On Wed, Feb 06, 2019 at 12:14:36PM -0500, Cole Robinson wrote:
On 2/6/19 11:54 AM, Andrea Bolognani wrote:
> On Wed, 2019-02-06 at 11:12 -0500, Cole Robinson wrote:
> > On 1/29/19 11:05 AM, Andrea Bolognani wrote:
> > > Eduardo, do you think we might ever get in trouble if we did that?
> > > For example, because of QEMU dropping transitional devices but
> > > leaving non-transitional devices in?
> >
> > I believe eduardo is offline for the next few weeks, so I'll make this
> > change in the next version to just track a single capability
> > QEMU_CAPS_VIRTIO_PCI_NON_TRANSITIONAL
> >
> > We can always add the fine grained capabilities later if needed.
>
> Sounds good, let's just make sure he has a chance to veto the
> approach *before* it ends up in a stable libvirt release, to avoid
> compatibility headaches in case we were wrong O:-)
>
If there's a chance I'm going to have redo the series and edit every
qemu_command.c patch again to use the fine grained capabilities, then I'll
just wait for his response.
But I don't really think it's necessary. Presumably if -transitional or
-non-transitional devices are compiled out of qemu, the equivalent
disable-legacy/disable-modern config should be rejected too. So if our
qemuCaps detection is wrong, and we determine
-transitional/-non-transitional is supported when it is actually compiled
out, the user request is never going to work anyways. So even if eduardo
suggests using the fine grained capabilities, we could do it as a follow on
patch.
The one place it may actually matter is in domaincapabilities; we don't want
to incorrectly report that virtio-transitional is supported for a device,
because apps may make programmatic decisions based on what we report. So we
could defer the disk domaincapabilities patch until we get a clear answer.

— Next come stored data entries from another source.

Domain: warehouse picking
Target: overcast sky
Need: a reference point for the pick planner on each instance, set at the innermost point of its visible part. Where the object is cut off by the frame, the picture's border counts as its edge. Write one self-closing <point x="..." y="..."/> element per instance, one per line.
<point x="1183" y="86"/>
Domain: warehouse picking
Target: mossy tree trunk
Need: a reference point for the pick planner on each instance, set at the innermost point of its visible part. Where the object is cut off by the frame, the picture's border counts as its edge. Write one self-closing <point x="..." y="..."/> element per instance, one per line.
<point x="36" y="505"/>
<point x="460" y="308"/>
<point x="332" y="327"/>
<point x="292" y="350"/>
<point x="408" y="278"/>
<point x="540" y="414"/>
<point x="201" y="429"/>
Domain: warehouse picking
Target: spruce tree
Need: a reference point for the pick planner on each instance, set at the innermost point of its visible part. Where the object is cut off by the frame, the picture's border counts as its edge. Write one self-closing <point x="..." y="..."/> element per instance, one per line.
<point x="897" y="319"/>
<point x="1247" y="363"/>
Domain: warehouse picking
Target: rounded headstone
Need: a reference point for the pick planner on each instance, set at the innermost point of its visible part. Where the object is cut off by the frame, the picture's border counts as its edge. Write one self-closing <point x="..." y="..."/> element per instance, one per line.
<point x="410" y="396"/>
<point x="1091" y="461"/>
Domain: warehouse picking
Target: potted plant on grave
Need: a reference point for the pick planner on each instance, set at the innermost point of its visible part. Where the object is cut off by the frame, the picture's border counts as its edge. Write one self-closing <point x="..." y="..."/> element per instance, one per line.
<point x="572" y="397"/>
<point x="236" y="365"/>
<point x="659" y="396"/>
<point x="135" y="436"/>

FWIW that was my original motivation for going fine grained with the
qemuCaps values, I expect to eventually expose all of them in
domaincapabilities.
I just found this message on my inbox, sorry for missing it.
Predicting the future is hard, and predicting the decisions of
every downstream packagers of QEMU is harder. But I don't expect
anybody to compile out just a few of the (-non)-transitional
devices. This unlikely scenario doesn't seem worth the extra
complexity of a large set of new capability flags.